Vibo, Patania: "Preoccupa l'aumento dei positivi tra gli operatori dell'Ecocar"
Aumentano i casi positivi al Coronavirus tra gli operatori della società Ecocar, preposta all'espletamento del servizio di raccolta del Comune di Vibo Valentia. A lanciare l'allarme è Giovanni Patania, del coordinatore provinciale della Confasila.
Lo stesso aggiunge: "Non vi è una situazione serena in quanto la stessa società continua a non rispettare le diverse normative, né di fatto e né morali, nei confronti dei propri dipendenti che oggi si trovano a recupere rifiuti di ogni genere in un territorio dove ormai l'emergenza Covid sembra sfuggita di mano. Infatti, gli operatori si trovano a lavorare senza dispositivi di sicurezza che vengono consegnati con il conta gocce, oltre ad essere costretti a lavorare anche nei giorni festivi, addirittura con scorretta contestazione, a mio avviso offensiva e pretestuosa, per non essersi presentati a lavoro nei giorni festivi".

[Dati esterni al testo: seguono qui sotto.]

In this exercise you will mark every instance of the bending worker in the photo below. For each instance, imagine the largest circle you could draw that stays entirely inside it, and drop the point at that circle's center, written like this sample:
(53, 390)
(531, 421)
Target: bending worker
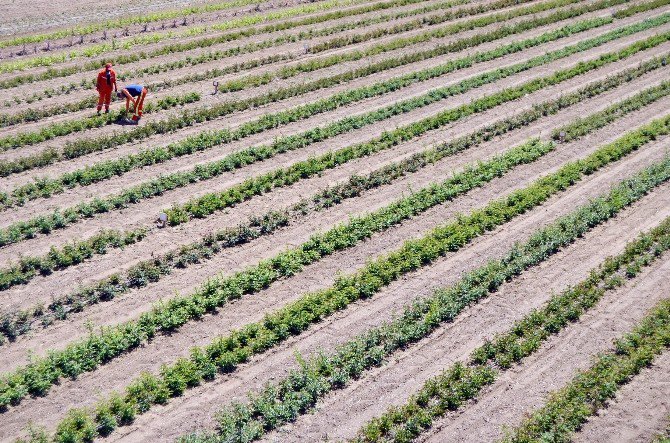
(135, 94)
(105, 84)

Pertanto, vista la grave situazione che si è venuta a creare sul territorio e "considerato che tra gli operatori ecologici risultano alcuni positivi, si chiede a chi di competenza di poter accertare quanto sta succedendo e far sottoporre tutti gli operatori Ecocar ad uno screening mirato da parte dell'Asp per tutelare sia gli stressi operatori che l'intera collettività, evitando anche il divulgarsi di questo maledetto virus che ci sta mettendo letteralmente in ginocchio tutti".
Patania, infine, alla luce del boom di contagiati, soprattutto nella Quarta Circoscrizione, chiede all'Asp di Vibo Valentia "di fornire alla Prefettura i nominativi dei casi di positività al Covid 19 affinché la stessa dia disposizioni alle forze di polizia di verificare giornalmente se i soggetti asintomatici rispettino le ordinanze sindacali. Tutto questo per evitare eventuali focolai che metterebbero a rischio un'intera comunità".